Pela Convenção de Genebra, vilipendiar um corpo é crime de guerra. Pela legislação brasileira, que por óbvio não versa sobre conflitos armados internacionais, o ato de mutilar um cadáver também é crime.
Batalhas sangrentas
Na última semana, forças russas e ucranianas têm combatido batalhas sangrentas pelo controle das aldeias que circundam a segunda maior cidade aqui da Ucrânia e distante apenas 30 quilômetros da fronteira com a Rússia.
As tropas de Moscou avançaram rapidamente contra Kharkiv nos primeiros dias da guerra. Chegaram aos vilarejos no entorno da cidade ainda em fevereiro, mas jamais conseguiram avançar para além do anel rodoviário que marca os limites da área urbana.
De lá, bombardearam Kharkiv de forma permanente, e com objetivos que pareciam absolutamente aleatórios, muitas vezes atingindo bairros residenciais de maneira constante.

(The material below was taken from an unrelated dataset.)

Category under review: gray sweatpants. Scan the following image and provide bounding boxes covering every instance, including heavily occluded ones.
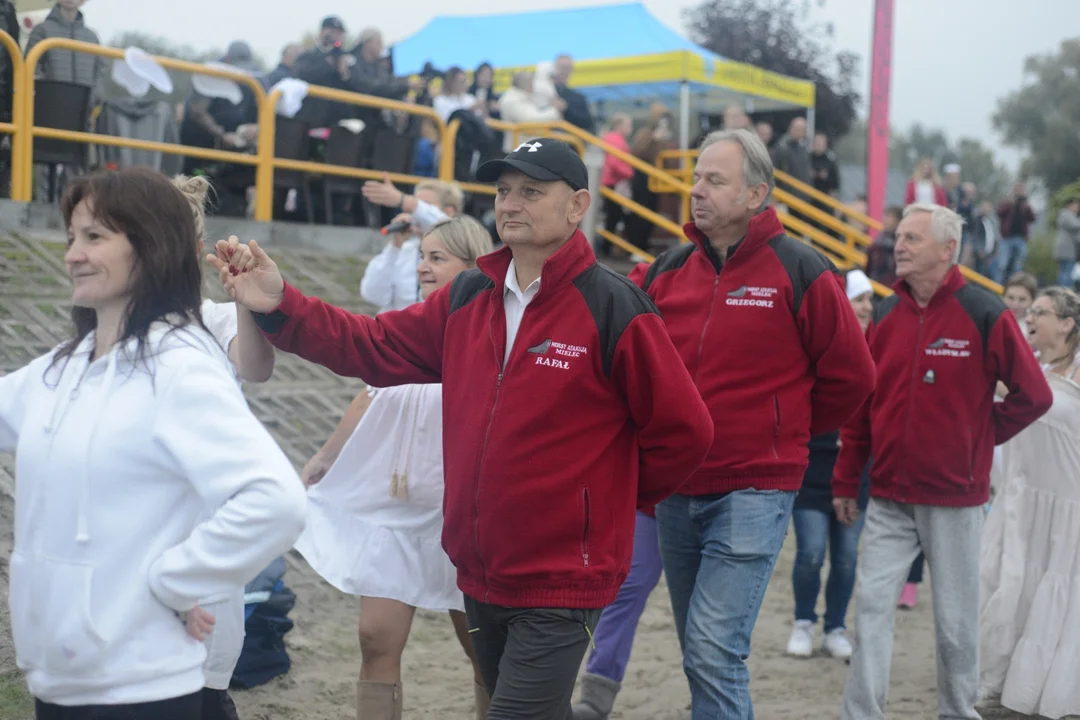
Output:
[841,497,983,720]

Centenas de civis morreram aqui por conta dos bombardeios.
No final de abril, as forças ucranianas e batalhões de paramilitares recém-incorporados ao Exército do país iniciaram uma contraofensiva na região para tentar empurrar as forças russas estacionadas na periferia da cidade em direção à fronteira. Tiveram vitórias importantes e conseguiram afastar as tropas russas pelo menos 10 quilômetros da entrada da cidade.
Kutuzivka, onde os corpos dos homens com uniformes russos foram encontrados, foi palco de batalhas intensas ao longo de toda a semana passada. Na quinta-feira, as forças ucranianas informaram que o pequeno vilarejo de pouco mais de mil habitantes havia sido reconquistado, apesar de os combates ainda estarem ocorrendo nos arredores da cidadezinha.
Os morteiros e os mísseis grad caem em Kutuzivka quase sempre que alguém aparece por lá. Os drones russos sobrevoam a região constantemente e nem mesmo os soldados ucranianos andam com liberdade pelas pequenas ruelas. Na primeira tentativa de retirar os corpos, o serviço de remoção precisou sair do local às pressas por conta dos intensos bombardeios.
— Estamos sendo observados o tempo todo, os inimigos ainda estão perto daqui – dizia um soldado que acompanhava uma equipe de remoção de cadáveres no sábado passado.
Ainda não se sabe quem são os mortos usados como protagonistas no espetáculo bárbaro de Kutuzivka. Mas é possível saber com alguma certeza que quem o realizou queria enviar uma mensagem. E, diante de tanta brutalidade, difícil não ouvi-la, mesmo que não se possa entender exatamente o que ela quer dizer.